Tony Polombo is a columnist who, like Richard R. Troxell of House the Homeless, believes that a living wage is not the same as a minimum wage. They won’t be the same until the minimum wage is such that anybody who puts in a 40-hour workweek can afford food; clothing; safe, decent, basic housing (including utilities); public transportation; and access to the emergency room. A living wage, as its name implies, is one that a family can actually live on, not merely subsist or exist.
Some say that raising the national minimum wage would cause companies to lay off workers, and then unemployment would only increase. To them, Polombo makes this interesting point which is imbued with a dark and terrible humor:
As the many workers who are now doing the work that two or more other workers used to do can tell you — employers in general are already hiring the least number of employees they can get away with.

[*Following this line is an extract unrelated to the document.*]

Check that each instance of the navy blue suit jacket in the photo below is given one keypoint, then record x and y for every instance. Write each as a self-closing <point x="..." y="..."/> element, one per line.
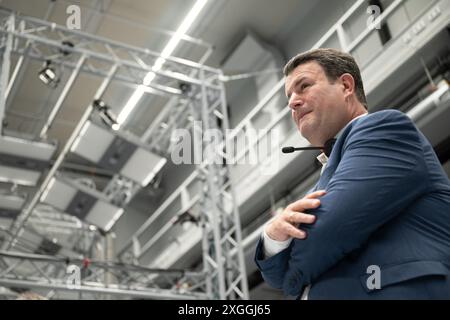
<point x="387" y="205"/>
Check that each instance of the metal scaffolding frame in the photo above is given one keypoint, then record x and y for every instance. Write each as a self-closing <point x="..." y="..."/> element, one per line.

He brings up arguments of a kind that, due to a shortage of common sense, are not often heard. Check this out:
The US already has de facto living wage laws in the form of government safety net programs such as Food Stamps, the Earned Income Tax Credit and Medicaid… But critics have (rightly, in my view) charged that government programs such as these are little more than corporate welfare…
You would think that the anti-government Tea Party types in Congress would want to eliminate much of the need for these government programs by making corporations pay their full share of a living wage…
Citizens who work for slightly more generous corporations all chip in via their income taxes. Then the government has money to help other workers who labor for the cheapskate corporations, so their employees can afford the necessities that ought to be covered by their paychecks but are not. Voila! Corporate welfare!
You can call it anything you want, but that doesn’t change the fact. Speaking of cheapskate companies, Polombo says:
The award for corporate chutzpah goes to McDonald’s who in a campaign aimed towards its workers, tries to convince them that it is possible to work a minimum wage McJob and still live comfortably — if only they would budget their money properly! They support this by a sample budget that apparently assumes a worker has a second job along with Food Stamps to pay for food and almost no expense for health insurance. Unbelievable!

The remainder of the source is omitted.